The mining idea had been dropped in favor of a city, but Mow was unbothered. He compares it to the idea behind Hong Kong or Dubai: Bring international investment, create a safe regulatory environment, and watch the benefits flow to locals. The Bitcoin bond’s success is far from assured. Some analysts have noted that financial firms are unlikely to take on the risk, and that Bitcoin fans would be better off buying the coins directly. But Mow says that he has seen interest—primarily from large Bitfinex investors known as “whales”— and expects a flood of support from Bitcoiners around the world. Investors who spend big on the offering will receive Salvadoran permanent residency.

Multiple people familiar with the discussions say the administration sees the Bitcoin bond as a potential solution for its lack of dollars.
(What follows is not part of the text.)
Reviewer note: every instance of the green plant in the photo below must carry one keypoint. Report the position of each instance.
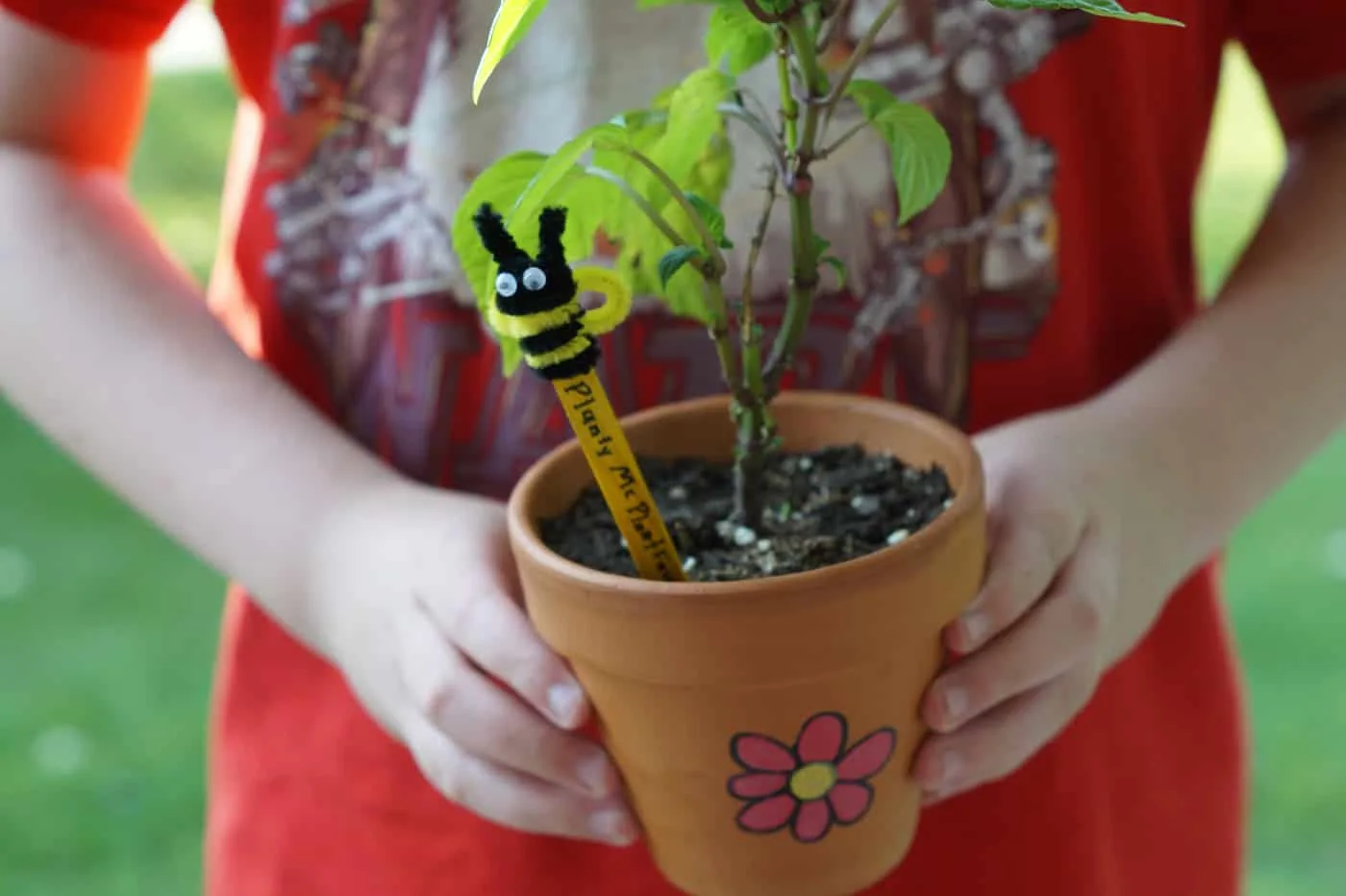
(653, 179)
The country has a junk-bond rating and a dwindling number of friends abroad. “It's a huge gamble,” says Gamarra, the political scientist. “That’s why I think it leads to great speculation about how this is personally benefiting [Bukele] or benefiting his family.”

Bukele’s fate could be determined by something as simple as the price of one bitcoin, Gladstein suggests. “If the price goes up, he’s a visionary; if the price goes down, it withers, and he’s a failure,” he says. “Really nothing else matters.” For the rest of the country, the journey is sure to be more complicated. If Bukele succeeds in his experiment to marry libertarian Bitcoin with authoritarianism, it won’t be the last time it happens. “Life is full of contradictions, right?” Gamarra says.

Gian Volpicelli contributed reporting.